The most significant difference between NFT projects in China and the international market lies in this concept of decentralization, where decision-making power is taken from one centralized entity and given to member-owned communities, known as Decentralized Autonomous Organizations (DAOs). While there’s continued debate about the actual degree of decentralization of projects within the international community, with many projects working towards full decentralization, China’s NFT market strictly follows the country’s laws and regulations, and its projects are overwhelmingly centralized.
China’s state-backed blockchain infrastructure Blockchain Services Network (BSN) released on Jan. 24 its own NFT infrastructure called BSN-DDC, short for Blockchain Services Network Distributed Digital Certificate.
BSN-DDC provides companies with blockchain infrastructure to build their own NFT platforms that comply with Chinese regulations.

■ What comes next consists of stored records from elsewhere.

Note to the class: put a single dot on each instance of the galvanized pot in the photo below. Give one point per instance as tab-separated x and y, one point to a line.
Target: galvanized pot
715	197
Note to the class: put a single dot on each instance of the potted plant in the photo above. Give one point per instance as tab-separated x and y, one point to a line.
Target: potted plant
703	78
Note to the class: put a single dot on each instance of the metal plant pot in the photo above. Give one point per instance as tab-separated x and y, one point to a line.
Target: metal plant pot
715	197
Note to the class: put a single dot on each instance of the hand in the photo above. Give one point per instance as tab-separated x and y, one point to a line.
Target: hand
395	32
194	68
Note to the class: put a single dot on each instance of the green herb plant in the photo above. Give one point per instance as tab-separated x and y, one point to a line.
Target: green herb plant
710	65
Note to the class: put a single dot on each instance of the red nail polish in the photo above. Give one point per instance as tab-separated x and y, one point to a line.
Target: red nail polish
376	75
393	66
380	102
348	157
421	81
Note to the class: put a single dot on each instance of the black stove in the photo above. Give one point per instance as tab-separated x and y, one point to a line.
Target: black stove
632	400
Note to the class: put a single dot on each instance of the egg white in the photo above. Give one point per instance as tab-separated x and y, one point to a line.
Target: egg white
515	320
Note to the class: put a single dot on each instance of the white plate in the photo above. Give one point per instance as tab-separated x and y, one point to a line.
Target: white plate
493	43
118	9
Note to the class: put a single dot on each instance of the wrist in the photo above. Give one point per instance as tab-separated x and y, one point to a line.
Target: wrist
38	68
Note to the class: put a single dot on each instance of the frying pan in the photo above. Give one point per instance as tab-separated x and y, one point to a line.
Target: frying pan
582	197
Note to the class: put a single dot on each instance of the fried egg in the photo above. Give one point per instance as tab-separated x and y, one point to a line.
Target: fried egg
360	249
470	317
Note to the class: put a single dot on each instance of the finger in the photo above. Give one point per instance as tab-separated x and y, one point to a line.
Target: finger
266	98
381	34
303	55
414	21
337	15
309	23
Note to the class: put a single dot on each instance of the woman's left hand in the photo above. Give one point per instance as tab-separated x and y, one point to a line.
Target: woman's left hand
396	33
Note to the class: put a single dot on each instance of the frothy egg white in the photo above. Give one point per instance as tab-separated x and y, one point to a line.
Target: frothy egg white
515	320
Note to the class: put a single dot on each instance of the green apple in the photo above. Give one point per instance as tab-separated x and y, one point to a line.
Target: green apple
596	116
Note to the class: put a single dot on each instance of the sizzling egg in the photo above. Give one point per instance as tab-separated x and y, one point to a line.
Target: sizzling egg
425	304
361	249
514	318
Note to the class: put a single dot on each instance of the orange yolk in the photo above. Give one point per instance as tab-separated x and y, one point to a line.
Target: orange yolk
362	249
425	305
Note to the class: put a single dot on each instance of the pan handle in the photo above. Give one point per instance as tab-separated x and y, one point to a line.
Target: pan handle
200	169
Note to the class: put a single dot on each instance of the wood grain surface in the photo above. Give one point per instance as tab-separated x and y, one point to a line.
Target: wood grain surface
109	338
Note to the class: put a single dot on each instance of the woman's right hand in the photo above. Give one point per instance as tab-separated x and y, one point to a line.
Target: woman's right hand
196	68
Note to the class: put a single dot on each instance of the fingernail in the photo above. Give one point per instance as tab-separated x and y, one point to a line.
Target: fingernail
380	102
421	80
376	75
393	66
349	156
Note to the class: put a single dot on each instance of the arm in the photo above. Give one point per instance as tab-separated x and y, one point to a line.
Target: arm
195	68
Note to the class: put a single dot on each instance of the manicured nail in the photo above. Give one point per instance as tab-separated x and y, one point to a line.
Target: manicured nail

The infrastructure has integrated 10 public blockchains, including Algorand, Cosmos, Ethereum, Polkadot, Tezos, and Nervos. These integrated versions of public blockchain work differently from their original versions: they set restrictions on who can govern the blockchain, identify all participants, and use fiat currency for payments instead of cryptocurrency.

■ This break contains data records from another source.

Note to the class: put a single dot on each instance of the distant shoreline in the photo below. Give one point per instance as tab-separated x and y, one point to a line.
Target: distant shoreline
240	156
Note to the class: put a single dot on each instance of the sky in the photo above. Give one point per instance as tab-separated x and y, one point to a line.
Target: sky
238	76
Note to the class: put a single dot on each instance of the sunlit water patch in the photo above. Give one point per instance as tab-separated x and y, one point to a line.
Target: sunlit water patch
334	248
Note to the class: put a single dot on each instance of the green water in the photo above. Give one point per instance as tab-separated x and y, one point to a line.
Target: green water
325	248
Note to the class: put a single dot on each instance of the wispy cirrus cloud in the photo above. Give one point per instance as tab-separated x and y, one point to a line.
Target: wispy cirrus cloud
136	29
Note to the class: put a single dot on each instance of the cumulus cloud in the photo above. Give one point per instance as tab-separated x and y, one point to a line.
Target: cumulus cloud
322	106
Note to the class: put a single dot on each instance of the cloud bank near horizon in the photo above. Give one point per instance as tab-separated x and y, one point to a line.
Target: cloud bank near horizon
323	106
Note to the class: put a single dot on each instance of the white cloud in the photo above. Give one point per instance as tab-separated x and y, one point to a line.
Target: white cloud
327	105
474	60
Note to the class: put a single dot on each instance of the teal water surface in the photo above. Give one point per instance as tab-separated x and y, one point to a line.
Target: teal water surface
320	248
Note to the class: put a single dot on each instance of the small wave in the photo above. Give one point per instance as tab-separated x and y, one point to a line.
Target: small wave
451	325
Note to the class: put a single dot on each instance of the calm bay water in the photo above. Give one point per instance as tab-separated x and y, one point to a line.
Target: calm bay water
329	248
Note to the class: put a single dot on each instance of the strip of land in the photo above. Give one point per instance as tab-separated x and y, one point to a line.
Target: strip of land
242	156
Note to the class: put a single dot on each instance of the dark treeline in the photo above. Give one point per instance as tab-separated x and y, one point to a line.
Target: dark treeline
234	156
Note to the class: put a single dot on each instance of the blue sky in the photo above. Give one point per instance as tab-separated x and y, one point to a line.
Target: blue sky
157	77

Ant Group: JingTan (Topnod)
Alibaba’s fintech affiliate Ant Group launched its digital collectible platform AntChain Fan Points last June, which was renamed Topnod (Jingtan in Chinese) last December. The platform runs on a consortium blockchain built by AntChain, Ant’s blockchain arm.
Users are not allowed to resell digital collectibles bought on Topnod, and can only gift them to authenticated users after holding them for more than 180 days.

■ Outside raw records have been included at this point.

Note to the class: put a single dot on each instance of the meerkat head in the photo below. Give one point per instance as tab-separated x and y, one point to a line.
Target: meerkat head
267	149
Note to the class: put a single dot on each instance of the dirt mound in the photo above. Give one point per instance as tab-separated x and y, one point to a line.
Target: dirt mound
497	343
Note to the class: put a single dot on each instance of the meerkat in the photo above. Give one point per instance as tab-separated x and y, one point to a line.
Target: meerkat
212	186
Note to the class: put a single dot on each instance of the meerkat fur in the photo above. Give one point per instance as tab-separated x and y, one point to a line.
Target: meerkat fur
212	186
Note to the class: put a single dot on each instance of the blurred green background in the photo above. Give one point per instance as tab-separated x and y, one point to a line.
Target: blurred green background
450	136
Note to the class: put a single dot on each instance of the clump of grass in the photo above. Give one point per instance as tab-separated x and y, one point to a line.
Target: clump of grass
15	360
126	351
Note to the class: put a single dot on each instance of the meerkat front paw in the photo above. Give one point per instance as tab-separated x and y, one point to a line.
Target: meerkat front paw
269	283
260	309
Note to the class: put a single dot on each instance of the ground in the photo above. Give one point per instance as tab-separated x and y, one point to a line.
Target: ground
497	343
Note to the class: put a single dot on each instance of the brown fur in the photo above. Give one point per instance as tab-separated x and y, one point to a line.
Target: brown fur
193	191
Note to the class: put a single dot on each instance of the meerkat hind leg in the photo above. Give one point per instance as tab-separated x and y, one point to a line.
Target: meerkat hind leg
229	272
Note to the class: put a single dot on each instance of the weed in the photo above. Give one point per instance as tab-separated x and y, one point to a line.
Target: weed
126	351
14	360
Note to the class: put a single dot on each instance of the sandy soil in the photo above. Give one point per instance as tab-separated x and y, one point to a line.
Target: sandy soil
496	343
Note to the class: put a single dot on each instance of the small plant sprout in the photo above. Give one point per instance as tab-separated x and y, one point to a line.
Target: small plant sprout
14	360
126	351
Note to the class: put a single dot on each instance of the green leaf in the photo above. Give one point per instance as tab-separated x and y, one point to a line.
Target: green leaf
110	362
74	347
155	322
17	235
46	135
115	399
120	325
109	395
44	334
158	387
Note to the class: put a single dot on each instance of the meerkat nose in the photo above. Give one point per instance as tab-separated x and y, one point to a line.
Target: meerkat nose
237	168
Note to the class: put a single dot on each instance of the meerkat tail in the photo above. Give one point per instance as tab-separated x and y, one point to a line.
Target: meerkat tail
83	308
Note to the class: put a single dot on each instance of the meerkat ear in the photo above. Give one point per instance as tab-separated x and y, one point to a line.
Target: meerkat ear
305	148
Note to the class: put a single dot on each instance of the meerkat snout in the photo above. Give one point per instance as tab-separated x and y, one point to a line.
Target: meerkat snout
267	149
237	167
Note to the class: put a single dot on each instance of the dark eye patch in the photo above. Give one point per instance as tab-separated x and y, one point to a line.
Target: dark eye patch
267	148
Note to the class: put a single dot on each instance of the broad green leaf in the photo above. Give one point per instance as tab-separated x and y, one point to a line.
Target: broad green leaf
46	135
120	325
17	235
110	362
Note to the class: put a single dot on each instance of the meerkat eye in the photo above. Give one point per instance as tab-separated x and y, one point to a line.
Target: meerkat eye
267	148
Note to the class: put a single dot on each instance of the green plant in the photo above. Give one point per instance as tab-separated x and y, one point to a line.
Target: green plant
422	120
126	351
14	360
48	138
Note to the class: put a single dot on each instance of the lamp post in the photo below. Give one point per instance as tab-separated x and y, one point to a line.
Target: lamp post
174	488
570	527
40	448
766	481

Collections on the platform often have a price range of RMB 20-30 (about $3 to $5) and a limited collectible count of 8,000 to 10,000. The platform uses its own payment system on Alipay, one of mainland China’s two main cashless payment companies. All users need to complete real-name identity verification and transact with fiat currency.
The platform boasts a fast and cheap transaction speed. “Topnod was able to provide a technical capability to process 100,000 digital collectible transactions per second during a Spring Festival digital campaign in 2022. This leads the consortium blockchain industry,” a Topnod spokesperson said.
Topnod works with various national museums in China to produce digital versions of historical relics. They also work with painters, ethnic minority embroidery artists, and more. Topnod recently collaborated with the Shanghai Symphony Orchestra, releasing 10,000 pieces of audio collectibles from the earliest symphony phonographic record in China, priced at RMB 19.9 ($3.15) apiece. The collection featured two pieces of the 1929 recording from the Spanish composer Manuel de Falla’s ballet piece El amor brujo.
Tencent’s digital collectible platform Huanhe is built on Tencent’s Zxin Chain, a government-authorized enterprise blockchain network, and has a more diverse collection when compared to Topnod. Huanhe works with museums, well-known artists, auto brands, consumer product brands, and charity organizations to release various digital works.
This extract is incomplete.